Methodology to develop domain ontology

There is no single correct way or methodology for developing ontologies (Noy and McGuinness 2001). Since ontology design is a creative process and many factors will affect the design choices, such as the potential applications of the ontology, the designer’s understanding and view of the domain, different domain features, anticipations of the ontology to be more intuitive, general, detailed, extensible and / or maintainable.

In this paper, we design the methodology to develop domain ontology of social engineering based on the method reported in work (Noy and McGuinness 2001) with some modification. Protégé 5.5.0 (Musen and Protégé Team 2015) is used to edit and implement the ontology. It should be noted that "entity" in real word are described as "concept" in ontology and "class" in Protégé; "relation" is described as "object property" in Protégé. The methodology is described as Fig. 1.

Fig. 1
figure 1

Overview of methodology to develop domain ontology of social engineering

(1) Determine the domain, purpose and scope.

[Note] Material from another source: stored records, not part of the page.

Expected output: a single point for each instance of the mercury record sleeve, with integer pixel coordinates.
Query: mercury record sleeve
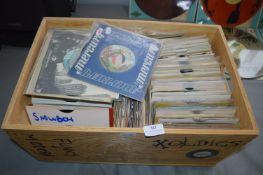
(117, 60)
(49, 77)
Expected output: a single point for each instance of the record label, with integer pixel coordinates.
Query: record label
(230, 13)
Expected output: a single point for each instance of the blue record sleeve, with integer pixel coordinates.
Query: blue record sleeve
(117, 60)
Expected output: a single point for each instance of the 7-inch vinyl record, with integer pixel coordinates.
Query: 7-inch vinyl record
(247, 52)
(164, 9)
(230, 13)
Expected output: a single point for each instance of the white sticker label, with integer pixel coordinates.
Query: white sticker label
(153, 130)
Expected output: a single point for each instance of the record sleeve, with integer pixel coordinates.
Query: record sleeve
(117, 60)
(49, 77)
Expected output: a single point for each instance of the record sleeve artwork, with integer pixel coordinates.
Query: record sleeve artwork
(160, 9)
(230, 13)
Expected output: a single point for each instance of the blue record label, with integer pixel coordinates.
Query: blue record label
(117, 60)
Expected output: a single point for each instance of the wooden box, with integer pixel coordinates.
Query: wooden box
(200, 147)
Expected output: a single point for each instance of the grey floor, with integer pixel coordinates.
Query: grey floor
(14, 161)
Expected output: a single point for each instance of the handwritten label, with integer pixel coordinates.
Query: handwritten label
(57, 118)
(186, 142)
(52, 115)
(153, 130)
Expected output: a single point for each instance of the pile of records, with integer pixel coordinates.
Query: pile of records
(187, 87)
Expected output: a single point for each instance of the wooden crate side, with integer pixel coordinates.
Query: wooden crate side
(128, 147)
(16, 110)
(241, 101)
(190, 29)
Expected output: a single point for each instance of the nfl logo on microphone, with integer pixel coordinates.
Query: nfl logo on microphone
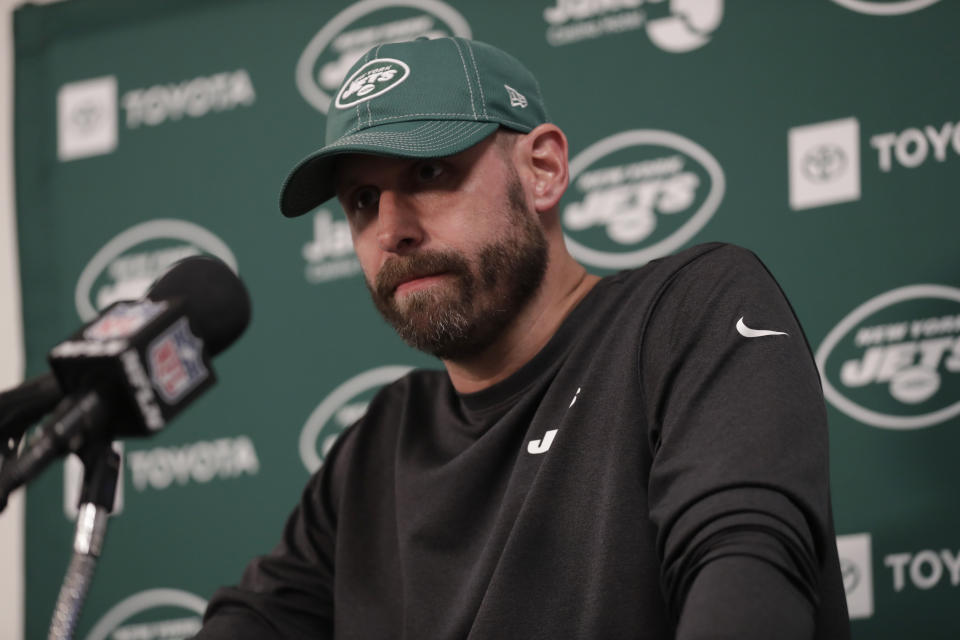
(175, 360)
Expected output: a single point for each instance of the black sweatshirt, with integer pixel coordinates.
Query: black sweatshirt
(651, 473)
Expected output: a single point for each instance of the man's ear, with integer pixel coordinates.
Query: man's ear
(545, 157)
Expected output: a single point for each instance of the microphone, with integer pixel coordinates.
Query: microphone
(26, 403)
(138, 364)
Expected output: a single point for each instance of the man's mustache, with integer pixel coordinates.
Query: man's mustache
(400, 269)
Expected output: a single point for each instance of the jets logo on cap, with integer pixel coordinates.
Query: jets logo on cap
(371, 80)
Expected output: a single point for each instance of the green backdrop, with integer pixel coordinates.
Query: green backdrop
(822, 134)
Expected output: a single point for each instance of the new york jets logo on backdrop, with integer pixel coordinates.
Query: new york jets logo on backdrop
(126, 266)
(342, 407)
(373, 79)
(342, 42)
(677, 26)
(638, 195)
(155, 613)
(894, 361)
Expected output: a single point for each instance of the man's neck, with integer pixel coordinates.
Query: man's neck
(563, 287)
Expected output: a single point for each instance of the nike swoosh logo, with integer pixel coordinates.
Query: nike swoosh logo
(747, 332)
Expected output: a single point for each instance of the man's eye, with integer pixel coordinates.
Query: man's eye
(429, 171)
(365, 198)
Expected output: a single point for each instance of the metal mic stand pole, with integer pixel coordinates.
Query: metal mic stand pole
(101, 470)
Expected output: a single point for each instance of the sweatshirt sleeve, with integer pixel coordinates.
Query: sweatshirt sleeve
(739, 488)
(287, 593)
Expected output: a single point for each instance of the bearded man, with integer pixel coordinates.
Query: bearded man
(599, 458)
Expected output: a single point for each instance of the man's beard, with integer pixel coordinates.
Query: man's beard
(486, 295)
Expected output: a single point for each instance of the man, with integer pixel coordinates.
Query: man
(615, 458)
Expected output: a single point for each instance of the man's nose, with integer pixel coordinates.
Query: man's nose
(398, 223)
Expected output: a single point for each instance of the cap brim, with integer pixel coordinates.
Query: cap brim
(311, 183)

As described before, the domain of the ontology is social engineering in cybersecurity. The purpose of the ontology, i) for design is to present what entities significantly constitute or affect social engineering and how these entities relate to each other, ii) and for application is to server as a tool for understanding social engineering, analyzing social engineering attack scenarios or incidents and providing a formal, explicit, reusable knowledge schema of social engineering domain. Thus, social engineering itself as a type of attack, measures regarding social engineering defense will not be included here although they are important. Defense will be the theme in our future work.

(2) Consider reusing existing ontologies.

We did a systematic literature survey on social engineering and accumulated a literature database which contains 450+ studies from 1984.9 (time of the earliest literature available where the term "social engineering" was found in cybersecurity (Wang et al. 2020)) to 2020.5Footnote 1. Few work focus on the social engineering ontology, yet a lot of terms can be obtained from literature survey.

(3) Enumerate important terms in the ontology.

"Initially, it is important to get a comprehensive list of terms without worrying about overlap between concepts they represent, relations among the terms..." (Noy and McGuinness 2001). These terms are useful to intuitively and quickly get a sketchy understanding on a domain, and helpful to develop a core concepts set after due consideration. A total of 350 relevant terms are enumerated from the literature database mentioned in (2). Table 1 shows these terms in a compact layout by length orderFootnote 2.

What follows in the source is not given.